Getting What You Want, Giving the Reader What They Wants
I had a Web Designer build this web site. The gurus for selling books hound me that I need a freebie to get people to give me their email addresses. I don’t fight the advice of authors that are more successful than I am.
The web designer built a popup that springs up in the middle of the home page.
I don’t like popups. I got a popup on my web page, like I asked for, but it just stays there until the visitor either clicks on it or clicks on the x in the upper right corner to make it go away.
I don’t like this so I got on fiverr and contacted several popup specialists to build me a popup that would popdown after two seconds (two seconds is a long time to stare at something you don’t like) and I wanted the popup to popdown to a smaller version of the popup window and to dock the window in the lower left hand corner of the screen.
I got a bunch of ‘can’t do it’ responses. So I figured I needed to hire an expensive web designer/programmer. I got on the site where the web designers that specialize in the Enfold theme (the theme this site is built from) and who also do email harvesting hang out. I contacted a bunch of them and they all said they couldn’t do it.

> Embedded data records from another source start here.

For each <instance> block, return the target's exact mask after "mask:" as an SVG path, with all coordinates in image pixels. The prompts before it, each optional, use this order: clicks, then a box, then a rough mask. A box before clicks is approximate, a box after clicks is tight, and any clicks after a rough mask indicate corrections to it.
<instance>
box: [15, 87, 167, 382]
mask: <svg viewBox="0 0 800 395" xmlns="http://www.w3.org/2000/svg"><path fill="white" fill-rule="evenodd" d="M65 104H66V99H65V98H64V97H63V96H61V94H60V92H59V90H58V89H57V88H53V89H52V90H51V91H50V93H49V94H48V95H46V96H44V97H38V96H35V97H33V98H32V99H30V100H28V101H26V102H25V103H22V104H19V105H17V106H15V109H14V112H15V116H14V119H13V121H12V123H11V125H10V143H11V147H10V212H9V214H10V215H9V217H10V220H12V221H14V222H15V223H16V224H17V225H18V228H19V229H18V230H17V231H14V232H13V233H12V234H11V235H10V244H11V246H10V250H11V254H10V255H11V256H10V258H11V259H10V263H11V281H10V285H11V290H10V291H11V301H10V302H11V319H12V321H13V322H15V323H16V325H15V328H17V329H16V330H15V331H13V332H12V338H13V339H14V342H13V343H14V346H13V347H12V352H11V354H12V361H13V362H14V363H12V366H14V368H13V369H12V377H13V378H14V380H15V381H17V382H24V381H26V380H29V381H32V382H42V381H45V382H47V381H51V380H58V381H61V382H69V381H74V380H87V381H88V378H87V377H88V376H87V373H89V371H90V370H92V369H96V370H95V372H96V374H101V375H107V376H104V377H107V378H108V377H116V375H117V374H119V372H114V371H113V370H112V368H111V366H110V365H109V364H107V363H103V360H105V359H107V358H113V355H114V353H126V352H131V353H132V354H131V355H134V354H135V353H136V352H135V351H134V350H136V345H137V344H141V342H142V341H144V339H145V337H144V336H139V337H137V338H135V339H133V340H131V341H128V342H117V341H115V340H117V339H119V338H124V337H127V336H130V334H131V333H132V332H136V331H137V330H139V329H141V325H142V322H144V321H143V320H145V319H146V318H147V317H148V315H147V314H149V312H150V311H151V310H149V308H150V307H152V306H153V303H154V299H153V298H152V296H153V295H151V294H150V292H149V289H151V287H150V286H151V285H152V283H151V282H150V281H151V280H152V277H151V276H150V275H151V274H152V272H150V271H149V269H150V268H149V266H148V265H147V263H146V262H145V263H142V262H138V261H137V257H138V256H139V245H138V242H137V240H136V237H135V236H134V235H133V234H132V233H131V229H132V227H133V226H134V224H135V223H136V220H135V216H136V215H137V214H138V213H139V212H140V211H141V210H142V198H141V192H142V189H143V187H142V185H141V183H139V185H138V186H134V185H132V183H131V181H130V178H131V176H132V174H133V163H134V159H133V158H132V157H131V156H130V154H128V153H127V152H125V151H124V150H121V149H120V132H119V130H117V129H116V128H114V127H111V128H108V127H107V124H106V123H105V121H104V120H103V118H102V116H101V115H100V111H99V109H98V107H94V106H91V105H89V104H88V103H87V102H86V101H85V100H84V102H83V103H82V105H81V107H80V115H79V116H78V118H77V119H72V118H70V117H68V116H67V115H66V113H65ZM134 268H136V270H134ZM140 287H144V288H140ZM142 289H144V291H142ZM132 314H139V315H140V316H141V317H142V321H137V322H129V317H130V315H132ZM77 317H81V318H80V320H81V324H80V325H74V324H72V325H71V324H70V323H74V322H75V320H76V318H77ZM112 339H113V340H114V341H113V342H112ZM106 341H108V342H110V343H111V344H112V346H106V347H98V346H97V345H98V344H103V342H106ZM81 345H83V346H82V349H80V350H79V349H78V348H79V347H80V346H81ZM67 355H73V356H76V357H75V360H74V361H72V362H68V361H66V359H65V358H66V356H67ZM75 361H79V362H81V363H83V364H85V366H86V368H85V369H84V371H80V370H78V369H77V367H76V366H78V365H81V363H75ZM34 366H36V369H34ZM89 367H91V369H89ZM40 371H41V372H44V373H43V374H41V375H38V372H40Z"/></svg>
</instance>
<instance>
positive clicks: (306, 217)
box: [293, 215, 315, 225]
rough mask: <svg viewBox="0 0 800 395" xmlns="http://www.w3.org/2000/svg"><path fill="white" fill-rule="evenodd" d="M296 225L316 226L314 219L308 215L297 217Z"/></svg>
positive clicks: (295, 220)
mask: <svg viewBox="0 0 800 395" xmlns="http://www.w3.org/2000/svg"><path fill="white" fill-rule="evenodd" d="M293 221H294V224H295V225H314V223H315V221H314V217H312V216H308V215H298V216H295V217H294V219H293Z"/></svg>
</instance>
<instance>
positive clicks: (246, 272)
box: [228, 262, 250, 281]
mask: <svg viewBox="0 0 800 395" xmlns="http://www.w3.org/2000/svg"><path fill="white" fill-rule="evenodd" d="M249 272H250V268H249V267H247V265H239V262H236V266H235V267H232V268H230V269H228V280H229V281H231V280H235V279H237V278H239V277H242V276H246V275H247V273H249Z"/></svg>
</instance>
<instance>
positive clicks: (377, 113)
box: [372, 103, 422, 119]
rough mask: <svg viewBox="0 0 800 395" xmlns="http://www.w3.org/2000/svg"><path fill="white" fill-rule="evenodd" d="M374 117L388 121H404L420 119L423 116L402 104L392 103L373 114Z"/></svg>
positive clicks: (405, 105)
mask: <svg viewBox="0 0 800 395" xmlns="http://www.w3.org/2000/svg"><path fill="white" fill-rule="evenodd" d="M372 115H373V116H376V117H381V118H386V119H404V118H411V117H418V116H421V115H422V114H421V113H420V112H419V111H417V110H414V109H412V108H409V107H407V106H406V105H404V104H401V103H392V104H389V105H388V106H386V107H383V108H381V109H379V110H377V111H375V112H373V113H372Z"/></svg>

I recently contacted a friend that does his own web site work. He said it can be done with a Java script. From what I can find out web site builder use a program to make popups. The popup program has a series of check boxes you check to make the popup do what you want. There are several places you fill in the time delay for when the popup appears and to position where it appears. There is no check box for making the popup go away after a period of time.
So I was asking the web designers to do work to figure out how to get the popup to popdown. Web designers are programmers and programmers do not work, they program. I have seen programmers go to great lengths to avoid work. They will spend double shifts or even 24 hours shifts debugging, but will they update the documentation, no. Documentation is work, that’s stuff for the peons to do. They won’t do it even if you pay them. They’re the best ones to do the documentation because they’re the only ones that understand how the program works. Maybe that’s the problem, maybe they don’t understand how the program works.
So now it looks like I have to learn enough of the Java programming language to write the Java script to do what I want. I don’t have time for this, I got books to write.
What has this to do with writing steampunk? Your reader wants to read something different, but the same. He wants something new. He wants you to work and work hard to give him a good story. He doesn’t want a story where you just checked some boxes in template and the program spit out the same old, same old.
You want to sell books, then give the reader what he wants. He wants you to work. He wants something different and yet familiar. He wants a good story and he wants it told well. That’s a lot of work. It’s work; good authors, selling authors do.
Stay strong, write on, and work to write a good story.